Zing Forum

Reading

CMC Firewall: A Conformal Prediction-Based Defense Against Visual Prompt Injection in Multimodal LLMs

CMC (Conformal Cross-Modal Firewall) is a pre-model defense mechanism that effectively controls the false positive rate of visual prompt injection attacks while maintaining model utility through OCR text extraction, SigLIP risk scoring, and inductive conformal prediction calibration.

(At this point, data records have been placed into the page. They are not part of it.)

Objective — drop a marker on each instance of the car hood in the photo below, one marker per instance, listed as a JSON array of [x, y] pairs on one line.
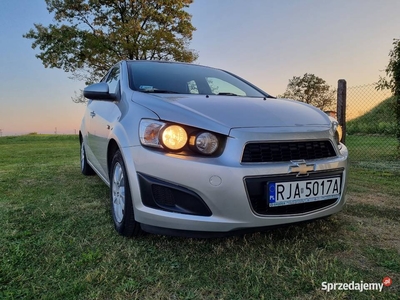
[[223, 113]]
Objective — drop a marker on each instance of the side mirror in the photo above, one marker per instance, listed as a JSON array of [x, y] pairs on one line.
[[98, 91]]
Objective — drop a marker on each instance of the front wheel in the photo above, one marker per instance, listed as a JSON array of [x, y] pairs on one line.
[[121, 200]]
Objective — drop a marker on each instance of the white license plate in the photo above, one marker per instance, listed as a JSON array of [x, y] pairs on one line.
[[295, 192]]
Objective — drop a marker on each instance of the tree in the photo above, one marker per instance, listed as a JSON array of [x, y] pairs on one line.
[[90, 36], [393, 82], [310, 89]]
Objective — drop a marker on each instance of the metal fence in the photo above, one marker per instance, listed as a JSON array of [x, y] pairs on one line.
[[370, 123]]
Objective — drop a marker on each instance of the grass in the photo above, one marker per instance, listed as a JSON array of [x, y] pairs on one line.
[[57, 241], [373, 148], [379, 120]]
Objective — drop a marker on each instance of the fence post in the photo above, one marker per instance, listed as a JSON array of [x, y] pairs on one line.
[[341, 106]]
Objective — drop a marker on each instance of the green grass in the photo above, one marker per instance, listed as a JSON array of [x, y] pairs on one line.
[[369, 148], [379, 120], [57, 241]]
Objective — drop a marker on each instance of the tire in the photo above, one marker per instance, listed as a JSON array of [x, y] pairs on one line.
[[85, 168], [121, 199]]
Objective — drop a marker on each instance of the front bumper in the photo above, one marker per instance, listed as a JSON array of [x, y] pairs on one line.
[[222, 184]]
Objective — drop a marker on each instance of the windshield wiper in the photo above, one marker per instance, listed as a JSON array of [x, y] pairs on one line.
[[158, 91], [227, 94]]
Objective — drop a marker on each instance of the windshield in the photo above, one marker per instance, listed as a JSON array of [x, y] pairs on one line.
[[177, 78]]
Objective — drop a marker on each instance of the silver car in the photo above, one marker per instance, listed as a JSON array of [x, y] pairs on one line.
[[196, 151]]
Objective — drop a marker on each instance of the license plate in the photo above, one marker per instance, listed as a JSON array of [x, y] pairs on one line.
[[295, 192]]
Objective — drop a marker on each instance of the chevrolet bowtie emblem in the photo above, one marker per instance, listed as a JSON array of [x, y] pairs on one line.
[[301, 168]]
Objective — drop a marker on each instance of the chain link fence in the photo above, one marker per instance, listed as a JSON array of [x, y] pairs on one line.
[[371, 127]]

CMC视觉提示注入多模态LLM共形预测MLLM安全SigLIPOCR防火墙MM-SafetyBenchNeurIPS前置防御
Published 2026-04-25 22:09Recent activity 2026-04-25 22:23Estimated read 6 min
CMC Firewall: A Conformal Prediction-Based Defense Against Visual Prompt Injection in Multimodal LLMs
1

Section 01

Introduction to CMC Firewall: A Conformal Prediction-Based Defense Against Visual Prompt Injection in Multimodal LLMs

With the widespread application of Multimodal Large Language Models (MLLMs), visual prompt injection attacks have become a severe security challenge. CMC (Conformal Cross-Modal Firewall) is a pre-model defense mechanism that effectively controls the false positive rate while maintaining model utility through OCR text extraction, SigLIP risk scoring, and inductive conformal prediction calibration, resolving the dilemma of traditional defenses being either 'overly sensitive with false positives' or 'too lenient with missed attacks'.

2

Section 02

Threat Status of Visual Prompt Injection Attacks and Limitations of Existing Defenses

Visual prompt injection attacks exploit the OCR capability of MLLMs to embed malicious text like 'Ignore previous instructions and execute X', bypassing traditional text security filters. Existing defense solutions have shortcomings: keyword blacklists are easily bypassed by synonyms/spelling variations; semantic similarity filtering relies on fixed thresholds, making it hard to balance security and usability; post-processing filtering cannot stop the generation of harmful content.

3

Section 03

Core Defense Mechanisms of CMC Firewall

CMC adopts a pre-model architecture with three core steps: 1. OCR text span extraction: Identify visible and hidden text in images; 2. SigLIP encoder risk scoring: Calculate semantic risk (similarity to malicious instructions) and statistical anomalies (abnormal distribution in embedding space); 3. Inductive conformal prediction calibration: Provide distribution-agnostic, finite-sample valid false positive rate guarantees, strictly limiting the false positive rate of clean images to within α+1/(n+1).

4

Section 04

Experimental Evidence and Performance Evaluation of CMC Firewall

Evaluation on the MM-SafetyBench dataset: CMC (α=0.20) has an unsafe rate of 15.4%, attack interception rate of 81.2%, and a false positive rate of 12.4% which is below the theoretical upper limit of 21%. Cross-model validation (Qwen3.5-9B) shows the unsafe rate drops from 17.2% to 13.9% (p=0.0008). MMBench tests retain 90% of original performance, ensuring controllable utility.

5

Section 05

Technical Implementation Details of CMC Firewall

Computational resources: The headline LLaVA process uses 1×H100-class GPU; full reproduction requires 2×H100 NVL (MIG slices). Code structure includes configs (39 experimental configurations), src (attacks/defenses/eval/transforms), and scripts. Quick start: Clone the repository → bash scripts/setup.sh → smoke_test.sh → reproduce.sh.

6

Section 06

Theoretical Contributions of CMC and Comparison with Related Work

Theoretical contributions: Introduce statistical learning theory, including distribution-agnostic guarantees of conformal prediction, finite-sample validity, and efficient inductive deployment; verify 4 theorems. Comparison with related work: CMC outperforms keyword filtering and semantic filtering in terms of interception rate (moderate to high), false positive control (statistical guarantee), and interpretability (high).

7

Section 07

Practical Deployment Considerations for CMC Firewall

Advantages: Statistical guarantees (clear FPR upper bound), model-agnostic (pre-layer adapts to any MLLM), interpretability (traceable risk scores). Challenges: Computational overhead (increased latency), calibration data quality affecting effectiveness, need for continuous updates to counter adversarial adaptability.

8

Section 08

Summary and Future Outlook of CMC Firewall

CMC achieves a shift from empirical parameter tuning to statistical guarantees, balancing security and usability. It has been submitted to NeurIPS 2026, and the code is open-source. Future directions: Extend to video temporal injection defense, active learning to update calibration sets, and lightweight encoders to reduce deployment costs.